He clumsily undermines his own claims that this is not discriminatory and exposes the culturally conservative reason that these laws are being pushed through for when he points out how gender identity is not specifically called out in the 1964 Civil Rights Act. It is discriminatory, but it is ok because transgender people are not a protected class. Slavery was once ok this way too– until that pesky Lincoln over-reached and issued an executive order ending it in the rebellious south.

Why did North Carolina pass this law? Why did McCrory sign it? He has claimed that HB2 is a commonsense law makes bathrooms safer for women and children, made necessary by liberals in places like Houston and Charlotte passing laws that make it illegal to prevent transgender people from using the bathroom on the basis of their gender identity (rather than their assigned birth gender). When pressed, McCrory cannot point out a single instance of a transgender person violating the privacy or molesting someone in the bathroom. The best he could muster are some twisted nightmares about sexual predators who will capitalize on transgender protections– as though rules of privacy and sexual assault somehow go out the window if you let a transgender woman use the woman’s facilities. I would have paid good money to see him answer a question about gays and lesbians in our bathrooms and locker rooms.
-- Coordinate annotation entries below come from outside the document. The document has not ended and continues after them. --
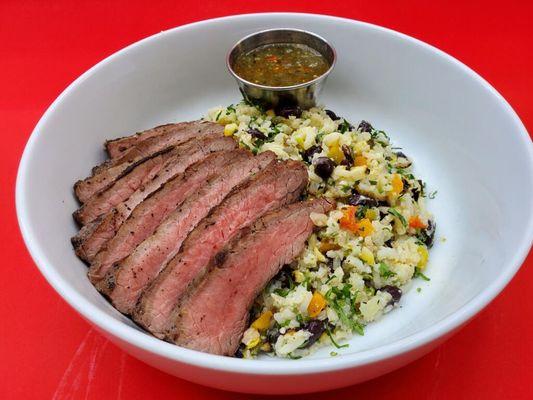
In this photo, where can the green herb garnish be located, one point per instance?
(394, 212)
(344, 126)
(282, 292)
(384, 270)
(418, 274)
(338, 346)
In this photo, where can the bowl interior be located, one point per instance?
(465, 142)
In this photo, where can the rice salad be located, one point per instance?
(361, 254)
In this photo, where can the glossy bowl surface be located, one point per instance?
(466, 141)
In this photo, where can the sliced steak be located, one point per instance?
(113, 169)
(116, 148)
(148, 215)
(276, 186)
(88, 242)
(126, 281)
(215, 315)
(102, 202)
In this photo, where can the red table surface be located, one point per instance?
(48, 351)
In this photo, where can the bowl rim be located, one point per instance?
(149, 344)
(280, 88)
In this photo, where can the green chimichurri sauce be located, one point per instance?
(281, 64)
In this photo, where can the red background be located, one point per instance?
(48, 351)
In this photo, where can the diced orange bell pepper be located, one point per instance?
(316, 305)
(348, 220)
(416, 222)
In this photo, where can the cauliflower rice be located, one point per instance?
(361, 254)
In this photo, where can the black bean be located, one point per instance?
(401, 163)
(348, 155)
(428, 234)
(256, 133)
(316, 328)
(400, 154)
(332, 115)
(287, 111)
(284, 276)
(359, 200)
(272, 335)
(238, 353)
(394, 291)
(365, 126)
(310, 152)
(324, 167)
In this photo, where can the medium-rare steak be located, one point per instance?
(126, 281)
(89, 241)
(101, 202)
(147, 216)
(215, 315)
(113, 169)
(118, 147)
(280, 184)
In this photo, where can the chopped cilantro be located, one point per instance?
(338, 346)
(344, 126)
(418, 274)
(384, 270)
(282, 292)
(394, 212)
(230, 109)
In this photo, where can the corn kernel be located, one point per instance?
(263, 321)
(230, 129)
(397, 184)
(316, 305)
(299, 277)
(367, 256)
(424, 255)
(326, 246)
(253, 343)
(335, 152)
(365, 227)
(359, 161)
(319, 256)
(371, 214)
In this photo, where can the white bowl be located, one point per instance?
(465, 139)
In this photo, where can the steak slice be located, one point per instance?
(88, 242)
(215, 315)
(274, 187)
(106, 174)
(101, 202)
(118, 147)
(126, 281)
(147, 216)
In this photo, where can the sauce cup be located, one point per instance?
(304, 94)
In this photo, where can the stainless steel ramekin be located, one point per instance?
(303, 94)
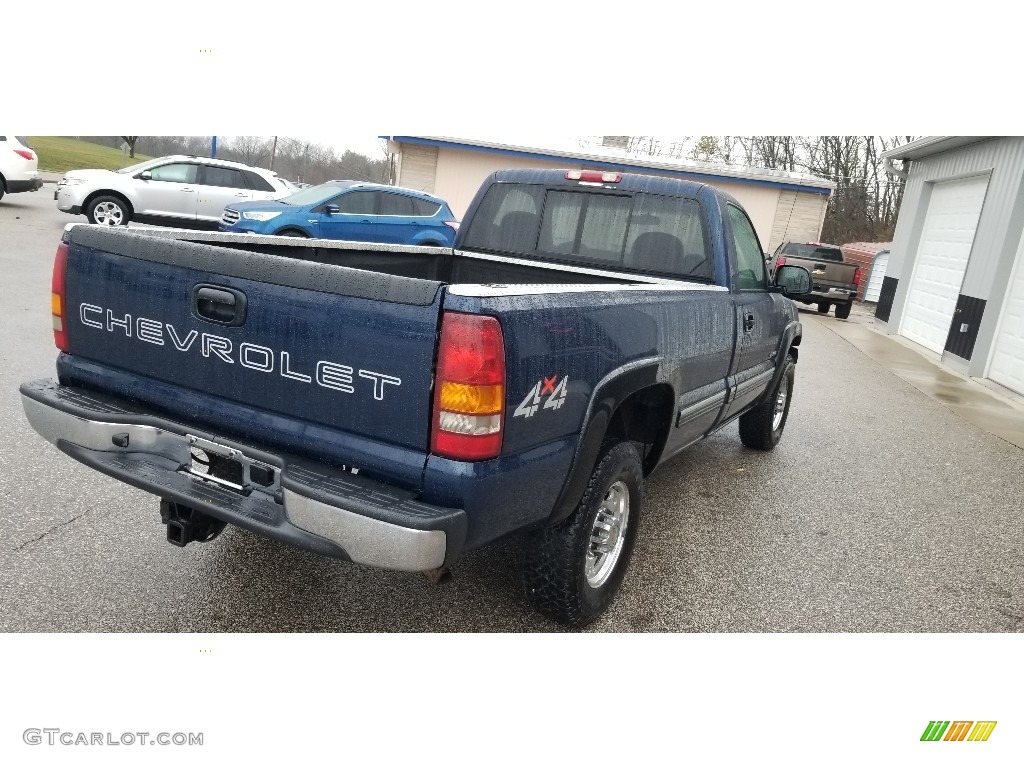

Remember what a huge threat that was, until we found out they had been in there all along and no one was being harmed by it?

So why would the governor risk losing millions in federal funding for education and transportation in order to back a law that solves no existing problem, is openly hostile to a very small and vulnerable slice of his population, and will almost certainly look very stupid within several years?  The answer is clear– he is playing politics. He is up for reelection in a year in which GOP candidates face a bit of an uphill battle– the party is deeply unpopular and untrusted according to most national polls– and he is looking for a standard to rally the socially conservative forces of North Carolina around. So what if this costs the state needed federal dollars, weakening education and allowing their infrastructure to further corrode? Who cares if businesses pull away from the state, stripping the economy of more jobs, spending, and tourism?

The socially conservative position on this issue is nicely summed up in this quote from McCrory: “A man who is a man should use the restroom that is on the door.” I’d like to remind McCrory that bathrooms have not always had such signs. And somehow men and women manage to use the same toilet facilities in cohabitation, drunken clubs, port-o-johns at festivals and stadiums, and a whole host of other places. Bathrooms are not a sexual place for most of us– we just expel bodily waste there. Stop worrying about who is shitting a stall over from you and get on with your business. You are gumming up the lines and we all have better things to be doing.